There is a small silver lining. Janovsky said declines in volumes have led to increases in grain prices. Simultaneously, the currency’s weakness has made imports expensive, and this offers local farmers some protection from imports.

In the beef industry, many farmers were being forced to slaughter more cattle, which was bringing in cash. The additional cash was providing a “little bit of a windfall”, which was helping to mitigate against the effects of the drought, said Janovsky.

Groenewald said prices for white and yellow maize increased by more than 65% and 50% respectively, from the previous year.

“Producers that manage to plant or have [carried] over stock will definitely benefit from the high prices,” he said.

About 10% of the area planted for maize is irrigated and, provided these regions still receive their water quotas, they should also be able to benefit from higher prices.

But Nedbank’s divisional manager for agriculture, John Hudson, was less optimistic.

The drought was having a devastating effect on agricultural production and would put increasing financial pressure on farmers. It was affecting different areas and enterprises in different ways and the same is true for recovery, which will take years.

“In some areas [farmers] have had successive years of drought and they are already experiencing financial pressure while, for others, the availability of water for irrigation has allowed them to continue producing through this period,” he said.

But given the drought’s severity, even irrigation farmers are now faced with a dwindling water supply.

“This is not only an agricultural problem and it does require all stakeholders and role players, both private and government, to participate in steering the country through this difficult period,” he said.

Other sectors of the economy are increasingly giving water much higher priority in their planning.

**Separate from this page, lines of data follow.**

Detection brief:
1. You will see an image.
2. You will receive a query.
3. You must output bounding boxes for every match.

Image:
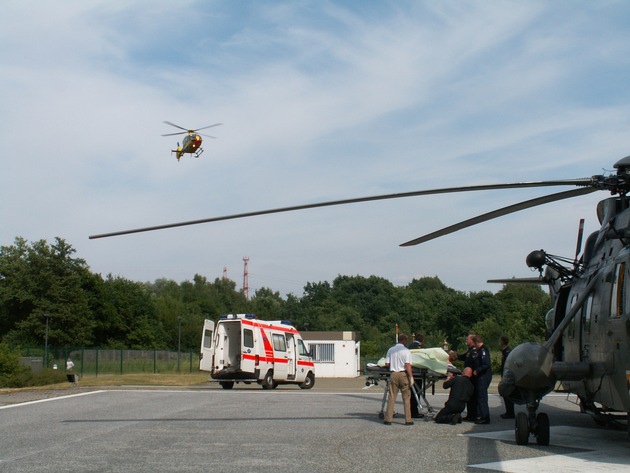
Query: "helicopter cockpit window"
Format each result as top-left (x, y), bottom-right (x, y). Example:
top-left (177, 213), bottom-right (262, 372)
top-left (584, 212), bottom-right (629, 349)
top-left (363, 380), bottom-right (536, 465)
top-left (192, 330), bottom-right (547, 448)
top-left (610, 262), bottom-right (626, 318)
top-left (582, 294), bottom-right (593, 333)
top-left (568, 294), bottom-right (579, 339)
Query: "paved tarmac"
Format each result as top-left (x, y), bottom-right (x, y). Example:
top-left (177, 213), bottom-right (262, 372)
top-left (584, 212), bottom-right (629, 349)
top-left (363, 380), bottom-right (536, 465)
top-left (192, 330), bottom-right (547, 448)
top-left (0, 377), bottom-right (630, 473)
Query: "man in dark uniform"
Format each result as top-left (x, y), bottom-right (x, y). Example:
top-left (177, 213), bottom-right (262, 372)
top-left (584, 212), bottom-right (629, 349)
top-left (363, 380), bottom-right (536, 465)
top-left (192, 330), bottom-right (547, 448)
top-left (409, 334), bottom-right (424, 419)
top-left (435, 367), bottom-right (474, 425)
top-left (449, 333), bottom-right (477, 422)
top-left (473, 335), bottom-right (492, 424)
top-left (499, 335), bottom-right (514, 419)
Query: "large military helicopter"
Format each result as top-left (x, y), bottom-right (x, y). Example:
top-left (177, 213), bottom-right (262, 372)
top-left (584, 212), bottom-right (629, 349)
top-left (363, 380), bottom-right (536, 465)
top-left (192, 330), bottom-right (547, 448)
top-left (162, 121), bottom-right (221, 161)
top-left (90, 156), bottom-right (630, 445)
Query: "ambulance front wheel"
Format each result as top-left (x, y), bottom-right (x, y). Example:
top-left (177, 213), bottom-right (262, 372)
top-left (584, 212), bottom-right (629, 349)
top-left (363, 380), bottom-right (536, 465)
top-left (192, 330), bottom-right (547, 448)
top-left (300, 371), bottom-right (315, 389)
top-left (261, 370), bottom-right (278, 389)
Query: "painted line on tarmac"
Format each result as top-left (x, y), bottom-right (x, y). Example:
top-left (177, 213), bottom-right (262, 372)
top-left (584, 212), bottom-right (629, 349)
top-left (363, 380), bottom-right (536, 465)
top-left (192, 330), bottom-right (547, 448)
top-left (466, 426), bottom-right (628, 473)
top-left (0, 390), bottom-right (107, 409)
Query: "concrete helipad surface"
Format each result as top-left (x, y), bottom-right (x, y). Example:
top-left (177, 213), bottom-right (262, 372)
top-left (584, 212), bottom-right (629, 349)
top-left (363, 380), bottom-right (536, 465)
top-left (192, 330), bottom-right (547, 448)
top-left (0, 378), bottom-right (630, 473)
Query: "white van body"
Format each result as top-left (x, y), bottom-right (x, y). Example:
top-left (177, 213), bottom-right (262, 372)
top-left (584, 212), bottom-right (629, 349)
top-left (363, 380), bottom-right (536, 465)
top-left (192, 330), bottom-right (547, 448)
top-left (199, 314), bottom-right (315, 389)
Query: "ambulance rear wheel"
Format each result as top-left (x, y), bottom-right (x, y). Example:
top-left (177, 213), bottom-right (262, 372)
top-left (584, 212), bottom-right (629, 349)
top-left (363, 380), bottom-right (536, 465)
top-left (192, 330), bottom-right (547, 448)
top-left (300, 372), bottom-right (315, 389)
top-left (262, 371), bottom-right (275, 389)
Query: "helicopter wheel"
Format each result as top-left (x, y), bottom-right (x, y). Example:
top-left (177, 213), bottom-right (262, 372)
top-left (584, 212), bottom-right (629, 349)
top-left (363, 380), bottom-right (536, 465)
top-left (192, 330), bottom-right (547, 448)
top-left (536, 412), bottom-right (549, 446)
top-left (514, 412), bottom-right (529, 445)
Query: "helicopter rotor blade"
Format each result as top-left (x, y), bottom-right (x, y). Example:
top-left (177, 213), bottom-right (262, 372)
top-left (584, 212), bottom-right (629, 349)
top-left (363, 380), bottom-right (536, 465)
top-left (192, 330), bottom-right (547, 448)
top-left (191, 123), bottom-right (223, 133)
top-left (89, 178), bottom-right (594, 240)
top-left (162, 131), bottom-right (188, 136)
top-left (400, 187), bottom-right (597, 246)
top-left (164, 121), bottom-right (189, 133)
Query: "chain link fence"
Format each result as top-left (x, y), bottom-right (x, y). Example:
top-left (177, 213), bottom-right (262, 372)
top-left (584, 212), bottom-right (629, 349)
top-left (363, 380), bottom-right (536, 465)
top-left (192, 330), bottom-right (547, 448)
top-left (21, 347), bottom-right (199, 376)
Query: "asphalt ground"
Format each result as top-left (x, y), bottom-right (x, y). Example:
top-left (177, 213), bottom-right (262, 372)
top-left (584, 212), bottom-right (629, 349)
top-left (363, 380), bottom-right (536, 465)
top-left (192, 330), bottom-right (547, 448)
top-left (0, 377), bottom-right (630, 473)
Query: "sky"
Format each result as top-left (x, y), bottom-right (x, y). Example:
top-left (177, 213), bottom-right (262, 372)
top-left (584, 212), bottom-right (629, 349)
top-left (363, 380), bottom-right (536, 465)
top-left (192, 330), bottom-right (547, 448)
top-left (0, 0), bottom-right (630, 297)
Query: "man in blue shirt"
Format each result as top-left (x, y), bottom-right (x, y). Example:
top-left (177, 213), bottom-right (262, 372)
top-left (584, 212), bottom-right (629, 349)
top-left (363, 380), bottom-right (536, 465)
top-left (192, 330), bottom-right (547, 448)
top-left (473, 335), bottom-right (492, 424)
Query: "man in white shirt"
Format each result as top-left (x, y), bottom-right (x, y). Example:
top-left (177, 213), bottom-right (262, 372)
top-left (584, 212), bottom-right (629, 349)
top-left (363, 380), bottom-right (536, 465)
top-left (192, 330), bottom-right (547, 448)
top-left (385, 333), bottom-right (413, 425)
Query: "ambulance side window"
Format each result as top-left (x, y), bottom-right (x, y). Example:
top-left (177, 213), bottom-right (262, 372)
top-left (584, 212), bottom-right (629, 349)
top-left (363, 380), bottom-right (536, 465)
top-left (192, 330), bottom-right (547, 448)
top-left (243, 329), bottom-right (254, 348)
top-left (298, 339), bottom-right (310, 356)
top-left (203, 330), bottom-right (212, 348)
top-left (273, 333), bottom-right (287, 351)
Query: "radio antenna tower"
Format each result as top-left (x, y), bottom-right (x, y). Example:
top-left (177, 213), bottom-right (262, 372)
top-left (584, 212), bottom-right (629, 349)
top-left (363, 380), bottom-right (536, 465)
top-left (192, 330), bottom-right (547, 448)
top-left (243, 256), bottom-right (249, 301)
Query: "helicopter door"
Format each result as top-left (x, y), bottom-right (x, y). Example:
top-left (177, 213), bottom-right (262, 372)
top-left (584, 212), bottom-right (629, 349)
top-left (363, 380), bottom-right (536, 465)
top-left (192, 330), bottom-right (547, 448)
top-left (580, 294), bottom-right (593, 361)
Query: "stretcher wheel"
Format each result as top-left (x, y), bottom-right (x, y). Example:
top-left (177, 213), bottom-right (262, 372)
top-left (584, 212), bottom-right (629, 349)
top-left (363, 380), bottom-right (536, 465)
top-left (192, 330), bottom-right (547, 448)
top-left (514, 412), bottom-right (529, 445)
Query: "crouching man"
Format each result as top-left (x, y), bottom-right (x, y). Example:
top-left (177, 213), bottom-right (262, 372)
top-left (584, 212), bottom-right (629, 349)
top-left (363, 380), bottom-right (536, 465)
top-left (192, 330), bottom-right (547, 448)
top-left (435, 368), bottom-right (475, 424)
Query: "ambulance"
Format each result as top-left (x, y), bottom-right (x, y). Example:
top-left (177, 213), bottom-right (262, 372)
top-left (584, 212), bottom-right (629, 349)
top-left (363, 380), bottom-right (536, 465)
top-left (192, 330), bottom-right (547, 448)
top-left (199, 314), bottom-right (315, 389)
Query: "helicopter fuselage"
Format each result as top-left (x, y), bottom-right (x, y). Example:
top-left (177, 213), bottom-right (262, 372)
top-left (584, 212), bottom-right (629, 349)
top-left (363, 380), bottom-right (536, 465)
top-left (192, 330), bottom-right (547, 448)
top-left (553, 197), bottom-right (630, 412)
top-left (171, 133), bottom-right (203, 161)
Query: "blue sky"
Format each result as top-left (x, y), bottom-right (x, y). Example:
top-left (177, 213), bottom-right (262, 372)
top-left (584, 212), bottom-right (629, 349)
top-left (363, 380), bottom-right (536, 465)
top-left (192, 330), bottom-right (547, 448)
top-left (0, 0), bottom-right (630, 296)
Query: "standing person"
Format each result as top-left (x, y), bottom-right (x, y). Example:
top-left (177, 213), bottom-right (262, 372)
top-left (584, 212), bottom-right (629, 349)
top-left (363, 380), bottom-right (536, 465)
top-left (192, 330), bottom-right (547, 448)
top-left (499, 335), bottom-right (514, 419)
top-left (66, 357), bottom-right (77, 386)
top-left (409, 335), bottom-right (424, 419)
top-left (473, 335), bottom-right (492, 424)
top-left (385, 333), bottom-right (413, 425)
top-left (435, 367), bottom-right (475, 425)
top-left (449, 333), bottom-right (477, 422)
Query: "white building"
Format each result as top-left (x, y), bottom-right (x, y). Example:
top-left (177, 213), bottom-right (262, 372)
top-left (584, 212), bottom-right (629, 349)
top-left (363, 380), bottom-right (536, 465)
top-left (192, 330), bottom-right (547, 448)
top-left (300, 332), bottom-right (361, 378)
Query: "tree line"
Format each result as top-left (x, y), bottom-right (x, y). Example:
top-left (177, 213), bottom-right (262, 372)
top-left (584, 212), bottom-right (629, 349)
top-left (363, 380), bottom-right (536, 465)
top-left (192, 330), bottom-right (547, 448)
top-left (0, 237), bottom-right (550, 357)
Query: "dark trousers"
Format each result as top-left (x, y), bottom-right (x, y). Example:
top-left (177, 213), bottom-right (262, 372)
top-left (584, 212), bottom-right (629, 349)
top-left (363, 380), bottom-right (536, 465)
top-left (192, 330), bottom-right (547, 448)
top-left (466, 376), bottom-right (477, 419)
top-left (503, 397), bottom-right (514, 416)
top-left (434, 402), bottom-right (466, 424)
top-left (475, 373), bottom-right (492, 419)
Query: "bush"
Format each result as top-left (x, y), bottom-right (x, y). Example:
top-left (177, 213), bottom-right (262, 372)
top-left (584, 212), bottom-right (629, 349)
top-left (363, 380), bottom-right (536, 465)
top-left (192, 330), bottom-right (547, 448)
top-left (0, 366), bottom-right (67, 388)
top-left (0, 343), bottom-right (20, 377)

The Manufacturing Circle revealed this week that several manufacturers are worried about the drought and the negative effect it is having on their production. In its quarterly survey of the industry, there were concerns that, although water provision was relatively reliable, it was costly.

Christine Colvin, senior manager of the World Wide Fund for Nature South Africa’s freshwater programmes, said the majority of South Africans, including industrial users, are not paying the full cost of the delivery of their water services.

In addition, the government subsidies sunk into water infrastructure, such as dams and inter-basin transfers, are not fully recovered in the cost of water.

Furthermore, South Africa was not accommodating the cost of protecting ecological infrastructure – for example, water catchments – from threats such as alien invasive vegetation, fire or poor farming and plantation production practices.

She said water institutions, including catchment management agencies, water boards and local government, needed improved capacity to perform better.

“We can’t afford to stagger into this drought with partially functional water institutions, any more than we can afford to enter it with partially functional infrastructure,” she said.

Iraj Abedian, chief executive of Pan-African Investment and Research Services, said increases in water prices could not be used as a “sledge hammer” to address the problem.

This would adversely affect the poor and price increases would do little to solve water losses at municipalities and metros such as Johannesburg.

He said the state had to do a better job of investing in water infrastructure, including properly overhauling and replacing aging pipelines.

For the long term, South Africa had to begin thinking regionally for its water supplies, argued Abedian.

“The African subcontinent has more water than it needs,” he said, adding that it made sense to integrate the region’s water and energy infrastructure.